2-mill levy passes 1st hurdle for Nov. ballot

WAUSEON - Fulton County commissioners unanimously took the first step yesterday toward putting a new 2-mill continuing levy for the Fulton County Board of Mental Retardation and Developmental Disabilities on the November ballot.

Commissioners are expected next week to consider the final step of putting the issue on the ballot as the disabilities board requested.

If approved, the levy should allow the board to help at least half of the 41 adults on its waiting list to move out of their family home and into an apartment, said Peggy Hooyenga, community services director for the disabilities board.

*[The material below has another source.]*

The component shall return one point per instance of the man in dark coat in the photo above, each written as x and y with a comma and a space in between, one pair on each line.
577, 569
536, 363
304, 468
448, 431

The board sends workers to help such disabled adults - there are approximately 40 in the county who now live alone or with roommates - with tasks such as budgeting their money, paying their bills, and shopping. Depending on the severity of their disability, the board also provides workers who help with laundry, cleaning, cooking, and around-the-clock supervision.

Such services typically cost the board $10,000 to $70,000 per person annually depending on the severity of the person's disability, Ms. Hooyenga said. Of that cost, the federal government pays about 60 percent and county taxpayers cover about 40 percent. The Ohio Department of Mental Retardation and Developmental Disabilities contributes to that local share for a few disabled adults.

Those costs do not include rent, utilities, or food, which disabled adults typically cover with a combination of Social Security Disability or similar government payments and their work earnings.

Some disabled adults have been on a waiting list to move out of their family home for more than a decade.

If the new 2-mill levy passes, it will bring in $707,000 more than the board receives from county taxpayers now.

The levy would cost the owners of a $100,000, owner-occupied house - who now pay $90 a year in disabilities board taxes - an additional $26 a year.

That increase in collections and taxes is lower than it would be otherwise because of a board promise that if its proposed levy passes, it would cease collections on a 0.5-mill continuing levy that brings in $278,210 a year at an annual cost of $7.72 to such a homeowner.